Storing string in Druid

Hello Druid community,

I am wondering if it is a best practice to store dimensions as strings in Druid.

For our dimensions, we’ve been storing numerical IDs (not sure why) that are associated to strings stored in various MySQL tables (i.e. for users, domain names, countries, etc).

After making Druid queries, we join the the dimension IDs to their respective names taken from MySQL.

Clearly, this isn’t the best solution and it is very limiting, as it needs to be done in out PHP layer.

I know there are inefficiencies with storing strings in Druid, so what would be the best solution in this case?

I would love to know how others handle this issue!

Thanks in advance!

  • Rafael Abbondanza

Hi Rafael,
You can achieve this use case via lookup approach.
Depending on how big is your SQL table, you can cache all keys-value inside the lookup cache.
Let me know if you need more help

Hey Slim,

Thanks for the response.

I can certainly look into this and see if it is doable with the data we have (which is a lot).

Just wondering, would you know the consequences of storing strings directly in Druid?

Best,

Rafael

In addition, it is important that we are able to sort these strings, is that possible with the lookup?

Yes! http://druid.io/docs/latest/querying/lookups.html has some more info

Storing the mapping in a lookup or storing in the raw data is best decided by the following:

Is the lookup mutable? and Do I always only want the most recent version of the lookup?
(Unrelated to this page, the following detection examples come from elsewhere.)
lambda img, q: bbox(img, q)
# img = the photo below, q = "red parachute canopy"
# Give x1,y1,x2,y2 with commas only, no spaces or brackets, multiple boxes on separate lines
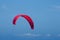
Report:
13,14,34,29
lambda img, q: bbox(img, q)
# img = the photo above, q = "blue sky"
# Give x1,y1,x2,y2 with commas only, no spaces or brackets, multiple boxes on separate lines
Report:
0,0,60,40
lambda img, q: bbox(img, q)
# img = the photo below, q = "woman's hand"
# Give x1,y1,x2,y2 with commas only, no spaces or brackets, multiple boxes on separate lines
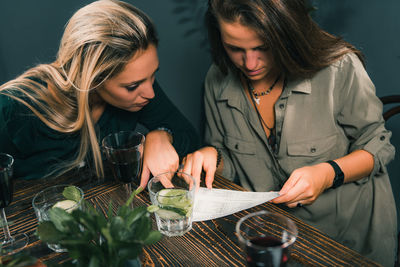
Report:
271,163,335,208
140,130,179,188
182,146,218,188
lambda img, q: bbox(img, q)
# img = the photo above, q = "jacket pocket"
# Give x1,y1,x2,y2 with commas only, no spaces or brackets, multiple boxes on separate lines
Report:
224,135,256,155
288,134,337,157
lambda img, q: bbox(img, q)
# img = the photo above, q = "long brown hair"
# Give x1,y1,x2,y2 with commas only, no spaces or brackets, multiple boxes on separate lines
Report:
0,0,158,180
206,0,363,78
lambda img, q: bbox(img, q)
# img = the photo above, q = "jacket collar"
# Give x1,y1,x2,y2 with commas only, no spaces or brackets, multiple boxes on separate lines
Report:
217,72,311,104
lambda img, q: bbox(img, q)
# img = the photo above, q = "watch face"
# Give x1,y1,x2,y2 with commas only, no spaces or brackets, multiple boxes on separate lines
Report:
326,160,344,188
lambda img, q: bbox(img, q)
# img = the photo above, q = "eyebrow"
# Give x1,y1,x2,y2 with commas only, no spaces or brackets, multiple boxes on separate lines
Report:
119,67,160,87
224,42,268,50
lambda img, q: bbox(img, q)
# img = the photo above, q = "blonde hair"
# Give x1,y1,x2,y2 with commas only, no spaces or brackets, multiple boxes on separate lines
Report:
0,0,158,180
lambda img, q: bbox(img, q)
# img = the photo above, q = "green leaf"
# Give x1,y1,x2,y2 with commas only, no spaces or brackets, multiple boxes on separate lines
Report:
125,207,147,227
49,208,72,232
101,228,113,244
36,221,63,243
63,185,82,202
125,187,143,207
110,216,126,240
147,205,160,213
89,255,100,267
143,231,162,245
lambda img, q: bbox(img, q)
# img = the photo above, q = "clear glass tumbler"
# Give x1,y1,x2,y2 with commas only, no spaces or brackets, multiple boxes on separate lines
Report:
147,172,196,236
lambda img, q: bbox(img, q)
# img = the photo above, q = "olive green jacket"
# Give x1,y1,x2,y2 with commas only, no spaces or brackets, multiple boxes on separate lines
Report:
205,54,397,266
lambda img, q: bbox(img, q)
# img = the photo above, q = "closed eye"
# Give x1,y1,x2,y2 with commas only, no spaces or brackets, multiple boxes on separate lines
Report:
125,83,140,92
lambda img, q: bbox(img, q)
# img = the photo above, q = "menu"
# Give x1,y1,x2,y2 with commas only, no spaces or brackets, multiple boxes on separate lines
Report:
193,187,279,222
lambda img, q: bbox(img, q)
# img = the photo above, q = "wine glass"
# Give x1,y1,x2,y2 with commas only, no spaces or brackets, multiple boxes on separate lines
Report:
0,153,29,256
102,131,145,194
236,210,297,267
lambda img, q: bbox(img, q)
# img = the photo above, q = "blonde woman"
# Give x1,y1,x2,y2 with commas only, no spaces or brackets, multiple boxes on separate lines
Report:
0,0,198,185
184,0,397,266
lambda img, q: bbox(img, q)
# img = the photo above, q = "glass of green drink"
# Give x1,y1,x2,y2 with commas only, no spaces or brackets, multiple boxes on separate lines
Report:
148,172,196,236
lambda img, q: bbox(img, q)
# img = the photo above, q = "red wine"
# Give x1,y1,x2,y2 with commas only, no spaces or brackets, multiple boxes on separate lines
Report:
246,236,288,267
110,161,141,183
0,170,14,208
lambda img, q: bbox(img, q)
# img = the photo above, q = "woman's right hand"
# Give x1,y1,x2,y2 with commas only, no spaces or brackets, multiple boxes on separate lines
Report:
182,146,218,188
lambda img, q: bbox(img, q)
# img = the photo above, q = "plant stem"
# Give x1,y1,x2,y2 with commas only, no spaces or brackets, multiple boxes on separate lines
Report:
1,208,13,244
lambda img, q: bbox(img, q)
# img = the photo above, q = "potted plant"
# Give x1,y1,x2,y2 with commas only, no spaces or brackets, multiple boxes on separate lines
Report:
37,187,161,267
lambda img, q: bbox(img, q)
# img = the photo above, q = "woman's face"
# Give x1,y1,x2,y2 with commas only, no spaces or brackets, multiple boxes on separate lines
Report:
218,19,273,81
98,45,159,112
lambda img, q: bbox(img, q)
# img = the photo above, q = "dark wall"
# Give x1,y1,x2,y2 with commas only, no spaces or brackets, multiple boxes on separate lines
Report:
0,0,400,225
313,0,400,229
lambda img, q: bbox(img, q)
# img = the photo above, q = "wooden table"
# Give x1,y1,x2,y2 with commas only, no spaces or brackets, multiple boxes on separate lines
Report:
0,172,379,267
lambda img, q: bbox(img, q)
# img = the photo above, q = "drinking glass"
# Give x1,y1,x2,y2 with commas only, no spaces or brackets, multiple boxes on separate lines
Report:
147,172,196,236
32,184,84,252
236,210,297,267
102,131,145,192
0,153,29,256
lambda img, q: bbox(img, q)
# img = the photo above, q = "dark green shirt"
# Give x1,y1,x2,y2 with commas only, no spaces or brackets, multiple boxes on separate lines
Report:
0,82,199,179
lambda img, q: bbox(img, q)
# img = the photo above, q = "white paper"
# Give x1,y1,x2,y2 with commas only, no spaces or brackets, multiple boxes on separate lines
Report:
193,187,279,222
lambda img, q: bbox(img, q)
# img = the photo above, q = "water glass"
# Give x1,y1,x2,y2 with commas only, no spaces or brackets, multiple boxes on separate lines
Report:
32,185,84,252
102,131,145,186
147,172,196,236
236,210,297,267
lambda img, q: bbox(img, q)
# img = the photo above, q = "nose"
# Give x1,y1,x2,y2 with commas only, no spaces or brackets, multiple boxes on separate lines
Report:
243,50,258,70
142,81,155,99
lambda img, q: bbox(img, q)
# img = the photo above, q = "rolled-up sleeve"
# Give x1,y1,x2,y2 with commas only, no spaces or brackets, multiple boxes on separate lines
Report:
337,55,395,178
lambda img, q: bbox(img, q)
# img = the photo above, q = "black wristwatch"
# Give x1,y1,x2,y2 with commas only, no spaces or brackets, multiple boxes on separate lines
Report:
326,160,344,188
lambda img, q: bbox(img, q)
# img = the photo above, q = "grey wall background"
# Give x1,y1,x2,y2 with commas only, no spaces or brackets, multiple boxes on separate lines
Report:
0,0,400,228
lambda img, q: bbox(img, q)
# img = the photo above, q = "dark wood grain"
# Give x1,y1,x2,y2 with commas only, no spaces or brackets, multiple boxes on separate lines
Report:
0,171,379,267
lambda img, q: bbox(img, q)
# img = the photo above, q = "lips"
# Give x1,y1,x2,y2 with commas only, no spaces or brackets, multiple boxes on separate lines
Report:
246,68,263,76
134,101,149,107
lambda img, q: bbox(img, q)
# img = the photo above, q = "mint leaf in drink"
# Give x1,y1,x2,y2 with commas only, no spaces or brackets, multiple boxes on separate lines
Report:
63,185,82,202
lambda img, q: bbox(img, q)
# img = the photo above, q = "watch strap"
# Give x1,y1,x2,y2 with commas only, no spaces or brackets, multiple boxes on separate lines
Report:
326,160,344,188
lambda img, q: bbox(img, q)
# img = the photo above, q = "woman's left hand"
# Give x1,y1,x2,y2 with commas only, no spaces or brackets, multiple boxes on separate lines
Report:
271,163,335,208
140,130,179,188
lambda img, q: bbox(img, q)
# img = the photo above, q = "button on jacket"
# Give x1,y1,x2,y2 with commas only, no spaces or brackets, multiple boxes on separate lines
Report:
205,54,397,266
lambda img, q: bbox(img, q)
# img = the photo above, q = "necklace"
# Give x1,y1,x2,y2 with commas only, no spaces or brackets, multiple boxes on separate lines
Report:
247,77,279,134
248,75,281,105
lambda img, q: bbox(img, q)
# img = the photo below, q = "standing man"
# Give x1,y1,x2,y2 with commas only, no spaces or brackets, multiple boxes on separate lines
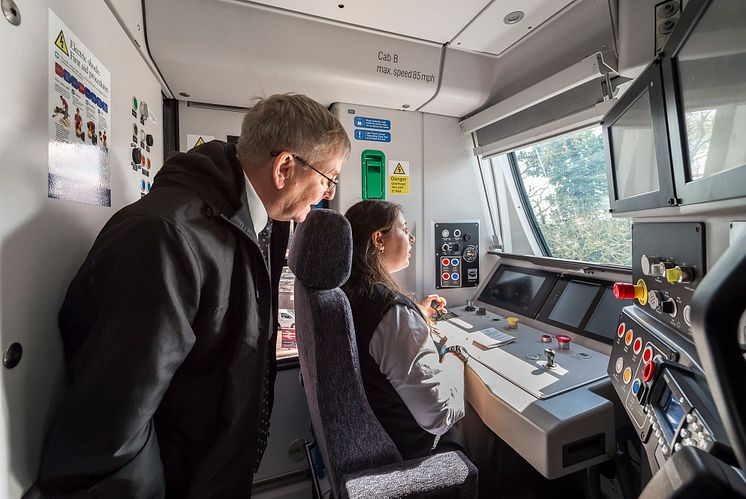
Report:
38,94,350,499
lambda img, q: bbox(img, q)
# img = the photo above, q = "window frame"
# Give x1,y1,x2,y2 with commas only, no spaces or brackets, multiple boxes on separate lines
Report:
505,125,632,270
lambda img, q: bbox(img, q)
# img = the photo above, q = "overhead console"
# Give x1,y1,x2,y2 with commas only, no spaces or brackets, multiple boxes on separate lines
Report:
602,0,746,213
436,254,631,478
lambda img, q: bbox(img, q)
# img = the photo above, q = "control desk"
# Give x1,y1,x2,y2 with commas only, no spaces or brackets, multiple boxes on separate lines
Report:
444,255,630,479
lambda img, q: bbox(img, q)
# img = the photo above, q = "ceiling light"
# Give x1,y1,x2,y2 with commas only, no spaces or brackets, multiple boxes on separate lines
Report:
503,10,524,24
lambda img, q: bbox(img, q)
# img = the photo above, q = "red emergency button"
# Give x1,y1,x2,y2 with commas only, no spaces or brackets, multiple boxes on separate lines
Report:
642,345,653,362
642,362,655,383
632,338,642,353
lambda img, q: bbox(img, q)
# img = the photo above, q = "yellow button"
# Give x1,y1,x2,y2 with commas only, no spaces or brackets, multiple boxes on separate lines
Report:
624,329,635,346
666,267,681,283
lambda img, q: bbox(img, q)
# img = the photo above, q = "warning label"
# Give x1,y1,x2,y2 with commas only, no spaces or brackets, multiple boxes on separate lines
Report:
187,134,215,151
389,160,409,194
47,9,111,206
54,30,70,57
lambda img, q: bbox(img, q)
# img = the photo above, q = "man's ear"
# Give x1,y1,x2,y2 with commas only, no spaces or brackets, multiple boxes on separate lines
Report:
272,151,293,190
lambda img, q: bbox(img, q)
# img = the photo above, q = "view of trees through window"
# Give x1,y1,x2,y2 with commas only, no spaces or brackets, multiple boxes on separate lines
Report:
514,127,632,266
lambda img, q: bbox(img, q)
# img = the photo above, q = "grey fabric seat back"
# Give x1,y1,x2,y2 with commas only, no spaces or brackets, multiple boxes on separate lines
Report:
288,210,402,495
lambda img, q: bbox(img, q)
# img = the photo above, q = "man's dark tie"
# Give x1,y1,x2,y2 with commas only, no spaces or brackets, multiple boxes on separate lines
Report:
254,219,274,473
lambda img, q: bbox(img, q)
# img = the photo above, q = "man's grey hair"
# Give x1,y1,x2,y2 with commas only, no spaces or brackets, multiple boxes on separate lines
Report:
238,94,350,163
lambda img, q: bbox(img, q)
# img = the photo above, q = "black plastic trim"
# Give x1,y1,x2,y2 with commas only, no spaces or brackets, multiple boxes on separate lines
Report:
163,95,179,163
692,232,746,469
508,152,552,256
601,60,678,213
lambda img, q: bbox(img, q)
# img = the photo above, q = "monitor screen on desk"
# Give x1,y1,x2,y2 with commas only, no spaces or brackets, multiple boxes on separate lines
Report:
585,288,631,340
479,266,554,316
549,281,600,328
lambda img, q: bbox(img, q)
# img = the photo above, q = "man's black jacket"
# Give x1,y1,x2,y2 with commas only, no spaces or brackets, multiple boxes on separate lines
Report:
38,141,289,499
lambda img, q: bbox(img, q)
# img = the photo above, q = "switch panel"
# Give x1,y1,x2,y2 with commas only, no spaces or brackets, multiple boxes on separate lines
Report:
433,222,479,289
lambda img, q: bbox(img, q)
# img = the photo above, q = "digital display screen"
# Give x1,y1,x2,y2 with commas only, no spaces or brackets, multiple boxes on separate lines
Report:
585,288,628,340
658,387,685,433
479,269,547,315
549,281,599,328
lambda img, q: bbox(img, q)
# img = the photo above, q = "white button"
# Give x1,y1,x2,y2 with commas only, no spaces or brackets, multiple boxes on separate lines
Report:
614,357,624,374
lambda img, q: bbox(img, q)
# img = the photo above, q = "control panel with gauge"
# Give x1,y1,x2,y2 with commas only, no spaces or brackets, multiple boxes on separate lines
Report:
433,222,479,289
615,222,706,337
607,222,731,471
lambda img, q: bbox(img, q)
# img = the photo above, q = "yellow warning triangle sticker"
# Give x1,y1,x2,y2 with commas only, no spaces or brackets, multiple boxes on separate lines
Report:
54,30,70,57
If the answer to both questions is “yes” then lookups are a good option.

If the answer to either question is “no” then you’ll want to consider storing the data in druid with the raw data.

The lookup makes druid treat the new value as if it were always the new value. The old value is masked. For example, numeric IDs translated to alpha-numeric descriptions will appear as if they were ALWAYS alpha-numeric descriptions… With the caveat that you cannot ask “What was the alpha-numeric description 6 months ago? Don’t look at what it is now.”

The down-side of storing the alpha-numeric description as part of the raw data is that it increases the size of the raw data slightly (due to the alpha-numeric strings being placed in every segment, usually along side the numeric ID as strings). This should only be an issue if you are running at the very threshold of disk space for your machines (in which case you may need more machines or larger drives). More likely you will be cpu or memory (page cache i/o) bound.

Cheers,

Charles Allen

ah… That makes sense!

This means that the sorting will occur AFTER we have looked up the values, right?

And, the sorting will happen on the values and not the keys?

Also, we have some immutable dimensions (Country IDs) and some mutable dimensions (Domain IDs), so would it be ideal to use a mixture of raw data and lookups?

Thanks a lot!

  • Rafael

ah… That makes sense!

This means that the sorting will occur AFTER we have looked up the values, right?

And, the sorting will happen on the values and not the keys?

Yes. This behavior should hold true for all dimension extraction functions.

Mixing is perfectly acceptable. You can also populate a domain dimension and an id dimension at ETL time, and elect at query time weather you want to use the mutable lookups via dimension extraction of id–>domain or use the original domain in the segment (one would be a query against an id dimension with a dimension extraction, the other would be against a domain dimension)

Great! I appreciate the answers…

You have been very helpful!